I am looking for a way to efficiently fetch a chunk of values from disk, and then perform computation/calculations on the chunk. My thought was a for loop that would run the disk fetching task first, then run the computation on the fetched data. I want to have my program fetch the next batch as it is running the computation so I don't have to wait for another data fetch every time a computation completes. I expect the computation will take longer than the fetching of the data from disk, and likely cannot be done truly in parallel due to a single computation task already pinning the cpu usage at near 100%.

I have provided some code below in python using trio (but could alternatively be used with asyncio to the same effect) to illustrate my best attempt at performing this operation with async programming:

import trio
import numpy as np
from datetime import datetime as dt
import time

testiters=10
dim = 6000


def generateMat(arrlen):
    for _ in range(30):
        retval= np.random.rand(arrlen, arrlen)
    # print("matrix generated")
    return retval

def computeOpertion(matrix):
    return np.linalg.inv(matrix)


def runSync():
    for _ in range(testiters):
        mat=generateMat(dim)
        result=computeOpertion(mat)
    return result

async def matGenerator_Async(count):
    for _ in range(count):
        yield generateMat(dim)

async def computeOpertion_Async(matrix):
    return computeOpertion(matrix)

async def runAsync():
    async with trio.open_nursery() as nursery:
        async for value in matGenerator_Async(testiters): 
            nursery.start_soon(computeOpertion_Async,value)
            #await computeOpertion_Async(value)

            

print("Sync:")
start=dt.now()
runSync()
print(dt.now()-start)

print("Async:")
start=dt.now()
trio.run(runAsync)
print(dt.now()-start)

This code will simulate getting data from disk by generating 30 random matrices, which uses a small amount of cpu. It will then perform matrix inversion on the generated matrix, which uses 100% cpu (with openblas/mkl configuration in numpy). I compare the time taken to run the tasks by timing the synchronous and asynchronous operations.

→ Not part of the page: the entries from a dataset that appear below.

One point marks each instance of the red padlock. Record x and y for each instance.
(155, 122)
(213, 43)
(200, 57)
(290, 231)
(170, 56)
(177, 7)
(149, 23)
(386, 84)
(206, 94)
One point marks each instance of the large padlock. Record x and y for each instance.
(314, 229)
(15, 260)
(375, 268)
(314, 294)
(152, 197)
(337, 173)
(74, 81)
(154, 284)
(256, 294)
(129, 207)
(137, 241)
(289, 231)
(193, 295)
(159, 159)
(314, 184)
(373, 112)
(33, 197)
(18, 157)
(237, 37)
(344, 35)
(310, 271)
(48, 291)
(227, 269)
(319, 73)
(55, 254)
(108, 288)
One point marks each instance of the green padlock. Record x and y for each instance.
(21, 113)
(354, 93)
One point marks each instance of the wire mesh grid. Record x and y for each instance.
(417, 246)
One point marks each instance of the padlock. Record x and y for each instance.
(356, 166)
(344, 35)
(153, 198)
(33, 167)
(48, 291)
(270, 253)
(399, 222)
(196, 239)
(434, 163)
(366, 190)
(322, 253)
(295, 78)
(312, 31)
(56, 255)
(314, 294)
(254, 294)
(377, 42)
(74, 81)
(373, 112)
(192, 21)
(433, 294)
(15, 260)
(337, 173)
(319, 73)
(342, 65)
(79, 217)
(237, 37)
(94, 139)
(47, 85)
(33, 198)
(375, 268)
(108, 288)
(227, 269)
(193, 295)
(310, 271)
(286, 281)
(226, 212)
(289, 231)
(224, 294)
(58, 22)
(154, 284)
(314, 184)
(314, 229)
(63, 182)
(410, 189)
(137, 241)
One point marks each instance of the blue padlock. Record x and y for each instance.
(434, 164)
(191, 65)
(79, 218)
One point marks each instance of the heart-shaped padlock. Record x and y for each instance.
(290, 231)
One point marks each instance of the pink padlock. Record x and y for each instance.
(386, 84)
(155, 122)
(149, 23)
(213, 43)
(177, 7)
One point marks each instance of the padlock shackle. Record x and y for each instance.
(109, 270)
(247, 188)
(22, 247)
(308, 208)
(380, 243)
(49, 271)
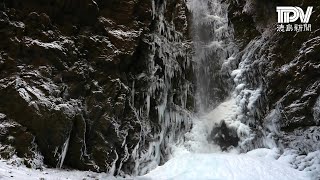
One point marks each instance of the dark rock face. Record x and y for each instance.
(75, 77)
(286, 68)
(224, 136)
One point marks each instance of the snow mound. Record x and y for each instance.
(255, 165)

From what I can tell, both jobs take exactly the same amount of time to finish, meaning the async operation did not speed up the execution. Observing the behavior of each computation, the sequential operation runs the fetch and computation in order and the async operation runs all the fetches first, then all the computations afterwards.

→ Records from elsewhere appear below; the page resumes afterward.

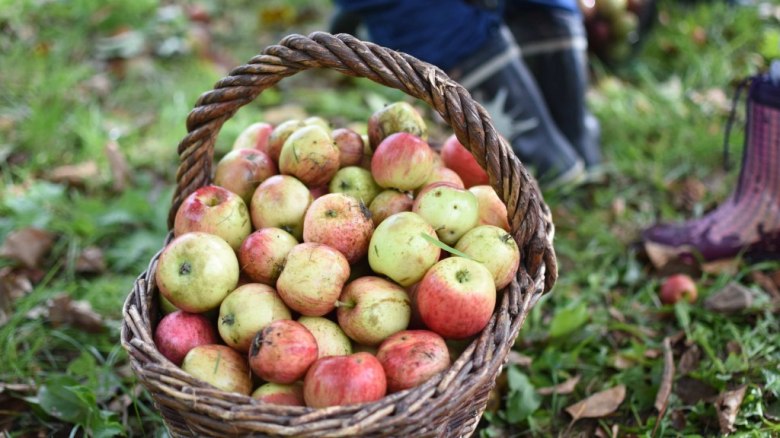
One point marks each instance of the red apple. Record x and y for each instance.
(459, 159)
(456, 298)
(344, 380)
(341, 222)
(214, 210)
(179, 332)
(411, 357)
(282, 352)
(402, 161)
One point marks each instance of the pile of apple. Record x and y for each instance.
(327, 268)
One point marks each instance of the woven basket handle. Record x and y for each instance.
(528, 216)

Is there a way to use asynchronously fetch and compute? Perhaps with futures or something like gather()? Asyncio has these functions, and trio has them in a seperate package trio_future. I am also open to solutions via other methods (threads and multiprocessing).

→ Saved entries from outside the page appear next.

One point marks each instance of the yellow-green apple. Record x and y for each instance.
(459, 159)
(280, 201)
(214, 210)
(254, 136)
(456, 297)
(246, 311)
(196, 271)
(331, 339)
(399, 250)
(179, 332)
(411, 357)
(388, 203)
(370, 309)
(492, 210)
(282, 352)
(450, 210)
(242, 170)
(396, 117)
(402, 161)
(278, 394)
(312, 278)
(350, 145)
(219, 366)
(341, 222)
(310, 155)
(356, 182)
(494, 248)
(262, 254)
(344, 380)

I believe that there likely exists a solution with multiprocessing that can make the disk reading operation run in a separate process. However, inter-process communication and blocking then becomes a hassle, as I would need some sort of semaphore to control how many blocks could be generated at a time due to memory constraints, and multiprocessing tends to be quite heavy and slow.

EDIT

Thank you VPfB for your answer. I am not able to sleep(0) in the operation, but I think even if I did, it would necessarily block the computation in favor of performing disk operations. I think this may be a hard limitation of python threading and asyncio, that it can only execute 1 thread at a time. Running two different processes simultaneously is impossible if both require anything but waiting for some external resource to respond from your CPU.

Perhaps there is a way with an executor for a multiprocessing pool. I have added the following code below:

import asyncio
import concurrent.futures

async def asynciorunAsync():
    loop = asyncio.get_running_loop()
    with concurrent.futures.ProcessPoolExecutor() as pool:    
         async for value in matGenerator_Async(testiters):              
            result = await loop.run_in_executor(pool, computeOpertion,value)


print("Async with PoolExecutor:")
start=dt.now()
asyncio.run(asynciorunAsync())
print(dt.now()-start)

Although timing this, it still takes the same amount of time as the synchronous example. I think I will have to go with a more involved solution as it seems that async and await are too crude of a tool to properly do this type of task switching.

CodePudding user response：

I don't work with trio, my answer it asyncio based.

Under these circumstances the only way to improve the asyncio performance I see is to break the computation into smaller pieces and insert await sleep(0) between them. This would allow the data fetching task to run.

Asyncio uses cooperative scheduling. A synchronous CPU bound routine does not cooperate, it blocks everything else while it is running.

sleep() always suspends the current task, allowing other tasks to run.

Setting the delay to 0 provides an optimized path to allow other tasks to run. This can be used by long-running functions to avoid blocking the event loop for the full duration of the function call.

(quoted from: asyncio.sleep)

If that is not possible, try to run the computation in an executor. This adds some multi-threading capabilities to otherwise pure asyncio code.